We met up for lunch at a quaint little Austrian café, also known as, “Burger King” and then continued exploring the spectacular city of Graz. One ingenious idea my roommate and I had was to scout out the University location so that we could find it easily in the morning... only to find out that we had class on a separate campus, the very next day (oops!).

 

 

 

Day 3: FIRST DAY OF SCHOOL!

Back to the daily grind we went with our first day of university kicking off at 9 am. We met up with our on-site coordinator, Julia, down at the lobby and managed to catch the right tram. Luckily, we did not have to pack in like sardines as we were to experience during another early morning rush. We were met with a warm welcome from the lecturers and promptly began our classes.

 

 

I found the lecturers to be engaging, friendly and a pleasure to learn from. Being able to discuss current issues and aims for future classroom motivated me to want to create a better learning environment for my future students. It was interesting to also learn about the inclusive aspects of the education system and how Austria’s school system is similar yet so different compared to what I have grown up with in Australia.

 

 

 

 

After our first day of school was our welcome dinner, held at a traditional Austrian restaurant.
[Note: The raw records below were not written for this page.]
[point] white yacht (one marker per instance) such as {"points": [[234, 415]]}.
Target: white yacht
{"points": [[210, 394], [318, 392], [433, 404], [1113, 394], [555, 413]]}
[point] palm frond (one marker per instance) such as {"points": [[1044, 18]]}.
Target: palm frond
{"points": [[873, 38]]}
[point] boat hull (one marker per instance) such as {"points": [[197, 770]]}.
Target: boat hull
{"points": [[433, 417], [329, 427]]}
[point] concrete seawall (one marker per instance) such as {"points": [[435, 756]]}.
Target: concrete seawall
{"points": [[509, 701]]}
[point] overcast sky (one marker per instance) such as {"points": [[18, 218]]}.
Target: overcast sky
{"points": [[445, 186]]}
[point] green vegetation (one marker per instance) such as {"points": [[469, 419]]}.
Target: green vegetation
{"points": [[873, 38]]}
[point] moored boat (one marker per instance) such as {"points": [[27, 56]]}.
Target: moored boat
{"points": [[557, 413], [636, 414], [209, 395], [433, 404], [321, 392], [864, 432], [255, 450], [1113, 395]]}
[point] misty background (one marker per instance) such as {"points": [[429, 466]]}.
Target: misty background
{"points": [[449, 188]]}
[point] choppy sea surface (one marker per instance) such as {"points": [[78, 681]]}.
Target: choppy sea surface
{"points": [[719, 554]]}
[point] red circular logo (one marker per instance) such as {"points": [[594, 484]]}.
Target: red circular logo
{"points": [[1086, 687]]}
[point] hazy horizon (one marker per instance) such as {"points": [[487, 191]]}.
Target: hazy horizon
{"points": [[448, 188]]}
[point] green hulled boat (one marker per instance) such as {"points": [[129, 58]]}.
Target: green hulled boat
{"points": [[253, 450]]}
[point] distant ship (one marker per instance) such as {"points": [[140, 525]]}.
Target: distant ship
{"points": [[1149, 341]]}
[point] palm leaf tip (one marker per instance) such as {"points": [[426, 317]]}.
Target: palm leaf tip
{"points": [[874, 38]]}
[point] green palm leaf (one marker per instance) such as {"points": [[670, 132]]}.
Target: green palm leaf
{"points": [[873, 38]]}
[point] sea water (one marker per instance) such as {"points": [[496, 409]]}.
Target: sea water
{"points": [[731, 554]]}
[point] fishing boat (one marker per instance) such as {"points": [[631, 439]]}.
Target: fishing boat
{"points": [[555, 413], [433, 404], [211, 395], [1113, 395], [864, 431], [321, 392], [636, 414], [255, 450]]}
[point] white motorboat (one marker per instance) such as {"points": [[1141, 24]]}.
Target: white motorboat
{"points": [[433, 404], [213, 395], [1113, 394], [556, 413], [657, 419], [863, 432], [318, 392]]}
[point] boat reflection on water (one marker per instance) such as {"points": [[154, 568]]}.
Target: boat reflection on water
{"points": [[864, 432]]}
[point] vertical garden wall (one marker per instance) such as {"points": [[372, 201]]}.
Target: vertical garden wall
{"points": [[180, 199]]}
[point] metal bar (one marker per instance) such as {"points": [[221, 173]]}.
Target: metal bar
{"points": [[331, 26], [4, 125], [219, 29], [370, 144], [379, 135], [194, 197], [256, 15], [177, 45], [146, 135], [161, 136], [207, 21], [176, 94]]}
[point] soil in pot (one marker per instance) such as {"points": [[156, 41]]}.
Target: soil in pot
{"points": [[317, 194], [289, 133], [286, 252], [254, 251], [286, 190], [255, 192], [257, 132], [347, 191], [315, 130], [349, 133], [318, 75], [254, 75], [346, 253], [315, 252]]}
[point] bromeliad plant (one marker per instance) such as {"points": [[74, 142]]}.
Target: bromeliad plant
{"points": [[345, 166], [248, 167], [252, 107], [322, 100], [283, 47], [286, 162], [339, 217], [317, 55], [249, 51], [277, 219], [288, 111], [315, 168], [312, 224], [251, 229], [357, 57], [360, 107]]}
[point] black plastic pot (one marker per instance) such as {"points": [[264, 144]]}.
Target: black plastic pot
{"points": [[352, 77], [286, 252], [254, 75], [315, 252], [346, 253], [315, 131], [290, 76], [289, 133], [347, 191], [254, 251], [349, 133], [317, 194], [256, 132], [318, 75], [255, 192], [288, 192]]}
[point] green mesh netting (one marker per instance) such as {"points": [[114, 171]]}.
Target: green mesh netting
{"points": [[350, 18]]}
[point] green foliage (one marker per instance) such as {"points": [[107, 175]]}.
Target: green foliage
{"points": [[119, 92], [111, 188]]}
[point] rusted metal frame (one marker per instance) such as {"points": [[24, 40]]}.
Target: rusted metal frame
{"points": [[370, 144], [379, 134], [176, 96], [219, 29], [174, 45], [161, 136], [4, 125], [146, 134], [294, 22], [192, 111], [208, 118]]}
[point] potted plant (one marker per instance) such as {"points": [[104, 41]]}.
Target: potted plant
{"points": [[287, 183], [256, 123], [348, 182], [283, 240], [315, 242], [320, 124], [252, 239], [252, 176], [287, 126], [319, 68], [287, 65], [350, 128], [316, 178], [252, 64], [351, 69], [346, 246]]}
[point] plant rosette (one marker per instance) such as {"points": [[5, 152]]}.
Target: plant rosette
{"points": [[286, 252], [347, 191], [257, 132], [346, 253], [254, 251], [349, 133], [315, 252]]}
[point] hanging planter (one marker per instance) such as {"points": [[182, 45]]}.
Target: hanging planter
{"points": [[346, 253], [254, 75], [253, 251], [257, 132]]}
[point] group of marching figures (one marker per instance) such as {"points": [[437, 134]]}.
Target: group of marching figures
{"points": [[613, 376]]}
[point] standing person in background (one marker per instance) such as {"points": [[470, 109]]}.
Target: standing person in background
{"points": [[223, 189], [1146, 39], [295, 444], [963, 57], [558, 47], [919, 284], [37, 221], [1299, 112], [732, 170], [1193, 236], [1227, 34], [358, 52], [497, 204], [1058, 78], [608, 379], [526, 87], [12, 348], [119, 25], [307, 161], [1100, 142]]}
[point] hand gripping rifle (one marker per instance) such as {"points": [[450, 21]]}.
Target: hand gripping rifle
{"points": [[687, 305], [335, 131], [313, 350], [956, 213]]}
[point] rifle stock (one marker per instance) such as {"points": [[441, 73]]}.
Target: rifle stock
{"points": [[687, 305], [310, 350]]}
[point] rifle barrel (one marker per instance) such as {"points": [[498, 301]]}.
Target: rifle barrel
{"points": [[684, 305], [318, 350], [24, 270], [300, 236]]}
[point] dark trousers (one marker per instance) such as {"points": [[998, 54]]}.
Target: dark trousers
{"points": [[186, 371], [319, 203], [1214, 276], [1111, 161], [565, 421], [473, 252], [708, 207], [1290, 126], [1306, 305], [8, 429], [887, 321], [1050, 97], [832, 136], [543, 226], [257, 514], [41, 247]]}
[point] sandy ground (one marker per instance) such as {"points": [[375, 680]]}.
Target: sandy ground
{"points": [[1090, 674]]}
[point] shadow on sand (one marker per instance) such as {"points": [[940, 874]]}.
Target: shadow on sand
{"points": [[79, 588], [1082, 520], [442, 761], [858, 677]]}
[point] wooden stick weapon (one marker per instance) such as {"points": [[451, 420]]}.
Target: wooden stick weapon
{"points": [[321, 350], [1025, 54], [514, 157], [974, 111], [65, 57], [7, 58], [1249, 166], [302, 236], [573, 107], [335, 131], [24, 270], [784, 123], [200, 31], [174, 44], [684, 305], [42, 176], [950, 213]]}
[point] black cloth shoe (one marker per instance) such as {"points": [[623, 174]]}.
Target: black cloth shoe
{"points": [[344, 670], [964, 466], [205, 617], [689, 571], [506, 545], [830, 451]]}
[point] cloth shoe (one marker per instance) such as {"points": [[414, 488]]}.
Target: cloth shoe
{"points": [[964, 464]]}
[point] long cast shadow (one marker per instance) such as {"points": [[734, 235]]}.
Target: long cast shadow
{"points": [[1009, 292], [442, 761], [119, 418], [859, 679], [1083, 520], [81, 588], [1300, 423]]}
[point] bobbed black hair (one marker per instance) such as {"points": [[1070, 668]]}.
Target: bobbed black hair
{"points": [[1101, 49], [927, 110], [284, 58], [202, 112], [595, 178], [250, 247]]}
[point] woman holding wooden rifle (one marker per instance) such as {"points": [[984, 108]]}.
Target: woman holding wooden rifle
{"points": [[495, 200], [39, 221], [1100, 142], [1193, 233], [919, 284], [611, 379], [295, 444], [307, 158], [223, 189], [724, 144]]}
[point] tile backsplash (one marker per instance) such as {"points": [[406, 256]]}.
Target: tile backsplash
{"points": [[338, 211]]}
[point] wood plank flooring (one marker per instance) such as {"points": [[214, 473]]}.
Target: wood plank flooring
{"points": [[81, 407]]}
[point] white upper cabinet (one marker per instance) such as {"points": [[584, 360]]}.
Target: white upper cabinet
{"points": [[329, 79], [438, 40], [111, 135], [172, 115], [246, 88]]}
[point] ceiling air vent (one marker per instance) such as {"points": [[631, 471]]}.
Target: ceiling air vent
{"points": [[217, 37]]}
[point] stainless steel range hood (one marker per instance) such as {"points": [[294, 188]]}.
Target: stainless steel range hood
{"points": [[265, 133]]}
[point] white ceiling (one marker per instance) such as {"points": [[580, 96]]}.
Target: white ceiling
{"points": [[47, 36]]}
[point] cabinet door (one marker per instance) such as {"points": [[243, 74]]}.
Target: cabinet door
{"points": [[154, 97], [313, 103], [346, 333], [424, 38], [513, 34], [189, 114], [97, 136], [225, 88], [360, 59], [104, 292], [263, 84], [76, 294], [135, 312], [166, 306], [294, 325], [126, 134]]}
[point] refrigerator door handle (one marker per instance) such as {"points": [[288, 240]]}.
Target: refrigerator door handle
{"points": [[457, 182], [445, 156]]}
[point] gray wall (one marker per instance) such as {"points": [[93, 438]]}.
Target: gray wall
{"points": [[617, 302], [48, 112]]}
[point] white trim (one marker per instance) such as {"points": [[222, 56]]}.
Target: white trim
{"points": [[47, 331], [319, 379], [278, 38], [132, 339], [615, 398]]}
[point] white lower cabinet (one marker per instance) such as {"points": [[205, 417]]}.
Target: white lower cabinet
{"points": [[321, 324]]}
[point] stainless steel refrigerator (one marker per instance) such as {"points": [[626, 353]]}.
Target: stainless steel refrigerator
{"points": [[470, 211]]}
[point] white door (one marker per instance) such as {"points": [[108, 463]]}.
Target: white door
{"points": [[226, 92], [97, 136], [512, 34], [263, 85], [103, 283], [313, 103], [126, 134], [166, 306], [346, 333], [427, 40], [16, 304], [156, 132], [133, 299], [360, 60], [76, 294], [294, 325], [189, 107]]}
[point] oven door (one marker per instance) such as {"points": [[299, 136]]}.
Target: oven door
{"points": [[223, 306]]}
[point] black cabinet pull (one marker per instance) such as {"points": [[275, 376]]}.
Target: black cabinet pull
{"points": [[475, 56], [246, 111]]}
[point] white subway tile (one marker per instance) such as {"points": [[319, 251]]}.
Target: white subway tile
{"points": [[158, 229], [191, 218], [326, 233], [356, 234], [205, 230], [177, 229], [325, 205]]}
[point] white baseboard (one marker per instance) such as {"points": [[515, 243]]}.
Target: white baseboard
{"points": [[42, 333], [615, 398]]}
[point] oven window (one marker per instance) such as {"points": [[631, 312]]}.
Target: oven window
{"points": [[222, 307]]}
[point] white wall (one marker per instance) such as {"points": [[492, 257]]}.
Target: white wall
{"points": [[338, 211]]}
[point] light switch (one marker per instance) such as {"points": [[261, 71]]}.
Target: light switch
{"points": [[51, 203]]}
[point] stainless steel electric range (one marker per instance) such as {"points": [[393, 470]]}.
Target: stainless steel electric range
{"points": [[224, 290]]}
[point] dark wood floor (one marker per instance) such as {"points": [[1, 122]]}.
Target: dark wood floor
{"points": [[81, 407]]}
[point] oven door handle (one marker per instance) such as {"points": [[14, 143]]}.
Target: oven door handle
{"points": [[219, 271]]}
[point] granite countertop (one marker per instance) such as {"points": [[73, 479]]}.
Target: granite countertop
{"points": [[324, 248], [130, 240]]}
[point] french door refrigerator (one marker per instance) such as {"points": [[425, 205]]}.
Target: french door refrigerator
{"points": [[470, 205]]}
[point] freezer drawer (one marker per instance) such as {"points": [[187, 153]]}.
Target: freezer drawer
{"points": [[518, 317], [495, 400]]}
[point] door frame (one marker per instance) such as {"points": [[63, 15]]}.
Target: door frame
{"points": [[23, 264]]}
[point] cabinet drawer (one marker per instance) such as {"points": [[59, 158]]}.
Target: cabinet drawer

Our program coordinator, George, met the group with warm smiles and an infectiously happy attitude. He even recommended which of the dishes he believed were exceptional. We were also joined by our Lecturer, Edvina, and on-site coordinate, Julia. It was quite fun interacting with everyone outside the classroom and creating life-long memories with people from different walks of life.

 

Day 4: Another Day, Another Class

 

We learnt the hard way that peak hour means jam packed trams and sadly, four out of the fourteen had to wait for the next tram. Luckily, our group waited for the stragglers.

Day 5: A trip to greener pastures

 

Today began with a nice early rise for our 8 am train ride to Gleisdorf for our first field. We arrived at Chance B, an organisation. The purpose of this service is to help support the move towards the UN convention expectations of open access to all.